Per caso, ho incontrato di nuovo Gabriele. Fra le sue braccia mi sono sfogata, gli ho raccontato tutto. Lui non ha detto niente; mi ha stretto a sé con tutta la forza e tutto l’amore che aveva in corpo e mi ha regalato un coltellino a serramanico. L’ho messo sotto il cuscino e la cosa mi ha donato una pace inaspettata: addirittura ho ripreso a dormire. Ho poi trovato il coraggio di chiudermi a chiave almeno di notte, nonostante mio zio mi avesse proibito da sempre di farlo. Infatti, non appena ha sentito lo scatto della serratura, s’è avventato sulla porta e ha cominciato ad alzare e abbassare forsennatamente la maniglia intimandomi di aprire. Allora, tutto il mio timore, tutto il mio tremore si sono trasformati in audacia. Ho acceso la luce, ho aperto il coltellino, l’ho impugnato e mi sono accorta che la sua lama era più lunga e aguzza di quel che sembrava a prima vista. Quindi ho girato la chiave e ho spalancato la porta. Quando mio zio ha visto quello che avevo in mano e che gli brandivo contro, è rimasto quasi intontito per lo sbalordimento. Poi ha lasciato cadere il suo bastone in terra, ha dato un atroce urlo quasi disumano ed è scappato via sbattendo furiosamente la porta di casa dietro di sé.

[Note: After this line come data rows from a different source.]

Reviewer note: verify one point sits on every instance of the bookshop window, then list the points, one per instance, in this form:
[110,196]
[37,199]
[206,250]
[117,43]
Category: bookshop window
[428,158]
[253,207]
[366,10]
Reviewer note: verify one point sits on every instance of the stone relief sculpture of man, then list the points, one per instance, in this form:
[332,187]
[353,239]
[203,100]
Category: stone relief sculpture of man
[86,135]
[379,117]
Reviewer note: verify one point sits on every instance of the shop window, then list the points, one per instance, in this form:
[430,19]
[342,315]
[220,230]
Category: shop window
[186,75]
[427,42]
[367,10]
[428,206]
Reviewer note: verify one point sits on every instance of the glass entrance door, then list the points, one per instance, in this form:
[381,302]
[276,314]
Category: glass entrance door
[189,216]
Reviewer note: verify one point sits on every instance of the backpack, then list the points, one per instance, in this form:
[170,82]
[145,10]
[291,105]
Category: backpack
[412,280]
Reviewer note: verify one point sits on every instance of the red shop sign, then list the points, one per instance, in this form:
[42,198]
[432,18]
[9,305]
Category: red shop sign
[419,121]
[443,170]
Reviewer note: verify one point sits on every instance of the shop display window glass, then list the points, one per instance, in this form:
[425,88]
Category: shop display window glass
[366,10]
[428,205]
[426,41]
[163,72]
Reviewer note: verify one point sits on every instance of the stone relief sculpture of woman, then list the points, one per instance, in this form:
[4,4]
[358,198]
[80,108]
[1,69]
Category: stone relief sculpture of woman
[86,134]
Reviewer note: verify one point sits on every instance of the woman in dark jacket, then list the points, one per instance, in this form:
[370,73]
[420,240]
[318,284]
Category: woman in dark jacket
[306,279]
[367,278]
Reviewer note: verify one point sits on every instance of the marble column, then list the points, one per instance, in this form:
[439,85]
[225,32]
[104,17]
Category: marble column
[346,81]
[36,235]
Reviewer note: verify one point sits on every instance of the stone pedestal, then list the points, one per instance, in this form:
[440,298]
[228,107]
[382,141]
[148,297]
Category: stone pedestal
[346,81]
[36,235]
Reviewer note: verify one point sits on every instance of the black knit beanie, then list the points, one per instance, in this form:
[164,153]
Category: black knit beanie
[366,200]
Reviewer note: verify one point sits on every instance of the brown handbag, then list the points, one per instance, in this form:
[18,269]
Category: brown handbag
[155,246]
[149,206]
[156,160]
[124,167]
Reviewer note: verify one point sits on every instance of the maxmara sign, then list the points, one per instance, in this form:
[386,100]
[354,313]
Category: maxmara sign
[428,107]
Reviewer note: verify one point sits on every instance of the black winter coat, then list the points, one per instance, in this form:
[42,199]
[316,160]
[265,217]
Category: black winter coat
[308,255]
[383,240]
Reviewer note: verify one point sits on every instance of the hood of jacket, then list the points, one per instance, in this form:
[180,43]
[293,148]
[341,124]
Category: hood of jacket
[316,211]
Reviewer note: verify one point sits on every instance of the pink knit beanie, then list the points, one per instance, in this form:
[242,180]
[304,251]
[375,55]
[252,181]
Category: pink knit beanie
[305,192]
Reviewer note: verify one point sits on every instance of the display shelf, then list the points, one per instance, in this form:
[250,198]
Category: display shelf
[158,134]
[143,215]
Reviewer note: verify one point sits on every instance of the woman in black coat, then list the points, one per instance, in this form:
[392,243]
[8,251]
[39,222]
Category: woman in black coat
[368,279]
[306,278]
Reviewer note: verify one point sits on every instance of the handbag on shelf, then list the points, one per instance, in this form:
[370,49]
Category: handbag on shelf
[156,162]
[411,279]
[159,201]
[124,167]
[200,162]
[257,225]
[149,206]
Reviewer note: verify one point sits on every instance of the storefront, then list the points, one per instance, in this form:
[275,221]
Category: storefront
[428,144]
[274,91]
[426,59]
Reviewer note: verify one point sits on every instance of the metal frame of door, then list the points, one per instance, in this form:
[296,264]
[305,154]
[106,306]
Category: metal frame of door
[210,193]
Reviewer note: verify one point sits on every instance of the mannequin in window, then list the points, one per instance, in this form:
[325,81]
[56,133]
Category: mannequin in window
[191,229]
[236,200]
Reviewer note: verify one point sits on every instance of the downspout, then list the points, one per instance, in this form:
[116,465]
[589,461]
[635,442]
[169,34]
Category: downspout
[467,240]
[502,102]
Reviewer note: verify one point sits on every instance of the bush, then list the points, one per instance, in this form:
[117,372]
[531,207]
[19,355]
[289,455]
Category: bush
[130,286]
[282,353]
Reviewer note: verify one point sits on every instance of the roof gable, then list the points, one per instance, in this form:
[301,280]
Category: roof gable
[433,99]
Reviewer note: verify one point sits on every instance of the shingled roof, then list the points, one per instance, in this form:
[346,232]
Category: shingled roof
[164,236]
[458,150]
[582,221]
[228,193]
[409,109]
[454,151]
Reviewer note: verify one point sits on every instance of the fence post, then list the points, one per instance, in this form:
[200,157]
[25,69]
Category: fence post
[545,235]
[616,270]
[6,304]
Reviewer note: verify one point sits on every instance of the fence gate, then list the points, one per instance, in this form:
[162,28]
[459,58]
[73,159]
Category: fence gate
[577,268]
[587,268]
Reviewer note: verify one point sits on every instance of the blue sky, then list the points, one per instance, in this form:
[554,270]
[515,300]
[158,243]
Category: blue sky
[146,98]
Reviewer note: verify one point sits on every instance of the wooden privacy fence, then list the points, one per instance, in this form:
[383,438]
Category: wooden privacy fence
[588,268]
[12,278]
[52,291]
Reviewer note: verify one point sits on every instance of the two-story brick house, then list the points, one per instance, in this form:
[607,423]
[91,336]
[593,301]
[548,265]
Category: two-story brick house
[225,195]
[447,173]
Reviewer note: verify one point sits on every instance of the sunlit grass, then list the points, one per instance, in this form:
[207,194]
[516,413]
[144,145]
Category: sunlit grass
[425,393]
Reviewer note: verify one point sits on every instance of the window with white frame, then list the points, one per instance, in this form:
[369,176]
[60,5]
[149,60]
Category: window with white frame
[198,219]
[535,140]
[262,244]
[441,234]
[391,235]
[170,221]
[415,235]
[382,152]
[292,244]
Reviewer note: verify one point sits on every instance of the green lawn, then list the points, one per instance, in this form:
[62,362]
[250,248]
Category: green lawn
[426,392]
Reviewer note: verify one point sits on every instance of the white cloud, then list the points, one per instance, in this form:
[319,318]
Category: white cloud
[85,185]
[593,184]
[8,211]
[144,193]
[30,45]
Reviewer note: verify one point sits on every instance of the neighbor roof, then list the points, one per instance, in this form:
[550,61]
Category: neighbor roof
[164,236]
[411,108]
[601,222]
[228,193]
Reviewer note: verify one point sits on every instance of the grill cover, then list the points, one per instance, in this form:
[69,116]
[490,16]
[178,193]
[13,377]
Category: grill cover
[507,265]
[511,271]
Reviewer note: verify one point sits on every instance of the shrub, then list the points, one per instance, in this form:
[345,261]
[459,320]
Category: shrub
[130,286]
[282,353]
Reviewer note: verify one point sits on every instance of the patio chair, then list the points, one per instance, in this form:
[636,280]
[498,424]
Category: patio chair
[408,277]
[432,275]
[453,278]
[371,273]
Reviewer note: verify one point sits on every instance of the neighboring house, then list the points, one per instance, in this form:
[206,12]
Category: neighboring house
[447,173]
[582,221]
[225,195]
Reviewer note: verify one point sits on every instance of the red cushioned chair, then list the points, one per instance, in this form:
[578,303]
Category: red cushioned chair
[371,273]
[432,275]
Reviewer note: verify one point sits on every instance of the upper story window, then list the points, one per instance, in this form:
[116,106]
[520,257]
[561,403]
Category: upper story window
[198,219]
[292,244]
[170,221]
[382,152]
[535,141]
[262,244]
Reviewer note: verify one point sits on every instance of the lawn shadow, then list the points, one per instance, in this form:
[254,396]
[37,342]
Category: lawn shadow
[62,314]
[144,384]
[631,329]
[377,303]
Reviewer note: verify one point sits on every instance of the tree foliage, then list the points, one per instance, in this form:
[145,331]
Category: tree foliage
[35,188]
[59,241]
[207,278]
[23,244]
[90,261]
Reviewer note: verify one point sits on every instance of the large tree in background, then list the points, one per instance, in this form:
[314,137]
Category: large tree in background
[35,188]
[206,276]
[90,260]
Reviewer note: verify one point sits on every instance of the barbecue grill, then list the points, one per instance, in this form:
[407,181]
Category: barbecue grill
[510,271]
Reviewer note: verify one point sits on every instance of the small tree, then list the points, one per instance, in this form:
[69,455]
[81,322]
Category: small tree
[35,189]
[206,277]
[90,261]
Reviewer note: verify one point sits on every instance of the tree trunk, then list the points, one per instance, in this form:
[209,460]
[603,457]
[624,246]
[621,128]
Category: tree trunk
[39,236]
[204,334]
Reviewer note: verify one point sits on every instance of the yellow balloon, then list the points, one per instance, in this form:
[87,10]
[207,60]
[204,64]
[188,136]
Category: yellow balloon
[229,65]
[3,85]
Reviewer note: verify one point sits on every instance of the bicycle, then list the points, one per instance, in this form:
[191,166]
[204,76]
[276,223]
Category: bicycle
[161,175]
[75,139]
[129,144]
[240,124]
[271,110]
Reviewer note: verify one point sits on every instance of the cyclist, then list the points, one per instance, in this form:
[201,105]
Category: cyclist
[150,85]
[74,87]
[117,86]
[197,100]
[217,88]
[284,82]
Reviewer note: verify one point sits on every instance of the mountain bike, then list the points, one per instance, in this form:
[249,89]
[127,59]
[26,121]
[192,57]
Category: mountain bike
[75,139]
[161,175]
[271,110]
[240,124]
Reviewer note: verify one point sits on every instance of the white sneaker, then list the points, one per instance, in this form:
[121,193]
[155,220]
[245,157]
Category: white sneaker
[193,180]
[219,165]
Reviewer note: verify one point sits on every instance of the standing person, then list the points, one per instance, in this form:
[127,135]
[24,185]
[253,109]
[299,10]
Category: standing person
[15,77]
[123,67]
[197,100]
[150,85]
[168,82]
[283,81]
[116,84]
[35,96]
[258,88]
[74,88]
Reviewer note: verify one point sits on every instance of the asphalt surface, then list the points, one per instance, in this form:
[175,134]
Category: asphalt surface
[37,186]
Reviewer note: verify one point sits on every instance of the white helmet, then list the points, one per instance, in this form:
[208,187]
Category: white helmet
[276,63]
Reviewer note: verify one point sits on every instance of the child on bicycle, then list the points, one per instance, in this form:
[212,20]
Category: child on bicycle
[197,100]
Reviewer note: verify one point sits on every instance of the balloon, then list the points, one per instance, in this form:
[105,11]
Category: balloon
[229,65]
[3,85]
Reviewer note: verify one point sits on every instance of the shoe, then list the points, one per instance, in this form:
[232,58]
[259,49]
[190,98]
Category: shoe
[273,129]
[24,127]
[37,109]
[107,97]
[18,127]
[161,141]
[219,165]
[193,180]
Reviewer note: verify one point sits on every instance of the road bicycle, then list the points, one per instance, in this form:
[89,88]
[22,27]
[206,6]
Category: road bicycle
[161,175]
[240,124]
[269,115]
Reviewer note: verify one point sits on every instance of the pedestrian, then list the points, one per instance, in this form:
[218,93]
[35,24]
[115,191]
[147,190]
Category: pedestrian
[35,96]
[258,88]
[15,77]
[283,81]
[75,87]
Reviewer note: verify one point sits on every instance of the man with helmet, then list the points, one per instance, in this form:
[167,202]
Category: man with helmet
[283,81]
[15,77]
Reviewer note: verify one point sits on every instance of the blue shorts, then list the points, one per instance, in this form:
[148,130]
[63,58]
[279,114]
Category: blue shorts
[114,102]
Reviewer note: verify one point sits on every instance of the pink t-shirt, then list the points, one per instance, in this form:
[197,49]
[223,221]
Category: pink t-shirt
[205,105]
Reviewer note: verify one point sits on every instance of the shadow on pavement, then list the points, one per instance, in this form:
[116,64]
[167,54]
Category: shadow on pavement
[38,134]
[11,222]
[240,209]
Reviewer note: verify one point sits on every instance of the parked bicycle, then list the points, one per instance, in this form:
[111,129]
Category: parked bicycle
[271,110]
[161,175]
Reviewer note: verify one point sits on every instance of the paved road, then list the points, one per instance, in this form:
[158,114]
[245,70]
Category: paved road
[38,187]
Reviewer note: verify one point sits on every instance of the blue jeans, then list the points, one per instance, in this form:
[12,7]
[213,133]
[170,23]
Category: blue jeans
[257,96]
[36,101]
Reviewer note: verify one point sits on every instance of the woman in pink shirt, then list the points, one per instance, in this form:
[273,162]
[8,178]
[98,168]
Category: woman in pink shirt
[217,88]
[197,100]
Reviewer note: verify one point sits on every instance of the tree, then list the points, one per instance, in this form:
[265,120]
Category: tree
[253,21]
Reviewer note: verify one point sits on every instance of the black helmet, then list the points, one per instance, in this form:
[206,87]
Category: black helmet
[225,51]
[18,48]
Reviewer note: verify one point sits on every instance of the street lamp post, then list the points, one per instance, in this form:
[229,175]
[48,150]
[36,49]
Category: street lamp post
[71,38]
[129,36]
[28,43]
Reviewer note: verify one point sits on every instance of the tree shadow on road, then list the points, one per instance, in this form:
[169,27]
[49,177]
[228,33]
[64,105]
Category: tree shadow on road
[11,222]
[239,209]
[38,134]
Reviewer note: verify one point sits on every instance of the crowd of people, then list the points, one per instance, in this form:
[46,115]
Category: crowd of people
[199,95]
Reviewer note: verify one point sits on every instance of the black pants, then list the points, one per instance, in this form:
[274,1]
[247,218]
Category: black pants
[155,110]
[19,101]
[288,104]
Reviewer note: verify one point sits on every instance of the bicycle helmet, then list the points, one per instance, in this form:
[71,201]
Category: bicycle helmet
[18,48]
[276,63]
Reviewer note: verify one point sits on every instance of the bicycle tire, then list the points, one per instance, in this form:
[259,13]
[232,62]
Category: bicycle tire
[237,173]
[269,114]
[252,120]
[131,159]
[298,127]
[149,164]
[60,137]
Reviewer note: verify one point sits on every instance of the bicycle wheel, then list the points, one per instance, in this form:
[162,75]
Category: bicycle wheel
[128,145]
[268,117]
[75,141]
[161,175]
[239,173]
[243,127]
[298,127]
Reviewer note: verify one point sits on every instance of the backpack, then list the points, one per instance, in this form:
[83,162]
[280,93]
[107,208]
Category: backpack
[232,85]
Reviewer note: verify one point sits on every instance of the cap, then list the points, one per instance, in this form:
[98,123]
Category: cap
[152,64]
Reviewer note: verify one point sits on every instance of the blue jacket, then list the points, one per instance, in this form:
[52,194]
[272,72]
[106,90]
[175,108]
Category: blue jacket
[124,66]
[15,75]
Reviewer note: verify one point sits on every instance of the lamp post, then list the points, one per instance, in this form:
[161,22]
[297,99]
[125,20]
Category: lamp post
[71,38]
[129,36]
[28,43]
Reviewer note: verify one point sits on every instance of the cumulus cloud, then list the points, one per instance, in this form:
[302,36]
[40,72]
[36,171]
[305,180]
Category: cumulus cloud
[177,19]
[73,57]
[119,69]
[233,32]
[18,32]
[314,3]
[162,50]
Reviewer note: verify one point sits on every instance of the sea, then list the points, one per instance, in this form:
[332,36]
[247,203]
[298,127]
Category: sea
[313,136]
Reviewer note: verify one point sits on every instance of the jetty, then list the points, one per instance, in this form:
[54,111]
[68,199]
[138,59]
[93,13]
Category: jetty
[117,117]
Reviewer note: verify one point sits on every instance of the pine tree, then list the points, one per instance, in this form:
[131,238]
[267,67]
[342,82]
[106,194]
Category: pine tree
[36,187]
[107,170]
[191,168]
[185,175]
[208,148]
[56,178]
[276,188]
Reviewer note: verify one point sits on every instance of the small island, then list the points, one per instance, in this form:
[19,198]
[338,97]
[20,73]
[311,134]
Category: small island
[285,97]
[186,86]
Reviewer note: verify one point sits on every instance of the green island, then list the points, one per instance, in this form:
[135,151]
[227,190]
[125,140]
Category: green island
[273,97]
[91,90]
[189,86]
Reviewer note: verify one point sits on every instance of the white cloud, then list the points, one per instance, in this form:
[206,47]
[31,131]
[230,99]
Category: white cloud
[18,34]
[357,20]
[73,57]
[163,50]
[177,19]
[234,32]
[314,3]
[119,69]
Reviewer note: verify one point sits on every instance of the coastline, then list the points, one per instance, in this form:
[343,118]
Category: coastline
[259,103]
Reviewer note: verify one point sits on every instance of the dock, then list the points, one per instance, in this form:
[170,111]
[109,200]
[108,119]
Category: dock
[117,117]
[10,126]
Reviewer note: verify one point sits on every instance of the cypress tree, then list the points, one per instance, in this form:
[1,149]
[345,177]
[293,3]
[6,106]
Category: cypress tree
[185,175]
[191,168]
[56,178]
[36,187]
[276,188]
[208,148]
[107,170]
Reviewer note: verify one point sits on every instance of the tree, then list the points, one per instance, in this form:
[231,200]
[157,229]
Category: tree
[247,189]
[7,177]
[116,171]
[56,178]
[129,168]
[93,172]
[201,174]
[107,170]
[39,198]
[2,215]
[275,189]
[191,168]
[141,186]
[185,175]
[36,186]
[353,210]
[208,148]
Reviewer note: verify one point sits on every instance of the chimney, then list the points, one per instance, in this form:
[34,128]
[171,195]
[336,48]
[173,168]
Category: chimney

La mattina dopo ho ricevuto una telefonata da un ospedale: mio zio era stato investito da un’automobile in circostanze poco chiare. Ne aveva ricavato molte fratture ma la vita era salva.

È stato comunque costretto a una lunga permanenza in quell’istituto di cura: più di un mese. Io e mia zia che, intanto, era riapparsa lo abbiamo accudito in una vera e propria gara di affettuosità e tenerezze: lo pulivamo, gli portavamo da mangiare, lo vegliavamo per tutta la notte.

Dopo qualche tempo ha cominciato a rimettersi e a poco a poco è riapparso il suo proverbiale buonumore. Alla fine il medico ci ha annunciato che fra una settimana sarebbe tornato a casa.

La paura che avevo quasi completamente dimenticato è riaffiorata all’improvviso: mostruosa, dilagante. E cresce e mi tortura sempre di più man mano che s’avvicina il giorno in cui mio zio lascerà l’ospedale.

È già l’ultima notte. E tocca a me vegliarlo. Ma mi sono presa una piccola pausa per bere un caffè. Quando rientro nella sua stanza lo trovo addormentato. Ha un’espressione placida, soddisfatta; un vago sorriso sulle labbra. Lo guardo e riassaporo tutto l’amore che ho sentito e in parte ancora sento per quell’essere. Poi tiro fuori il coltellino, faccio scattare la lama e gliela affondo nel petto. Osservo affascinata una gran macchia scura dilagare sul suo ventre mentre lui storce orribilmente la bocca cercando di gridare.

Esco. Richiudo la porta dietro di me con un colpo forte, deciso, definitivo.

E mentre sto aspettando l’autobus per tornare a casa, mi accorgo con un certo stupore di non essermi mai sentita così infinitamente serena.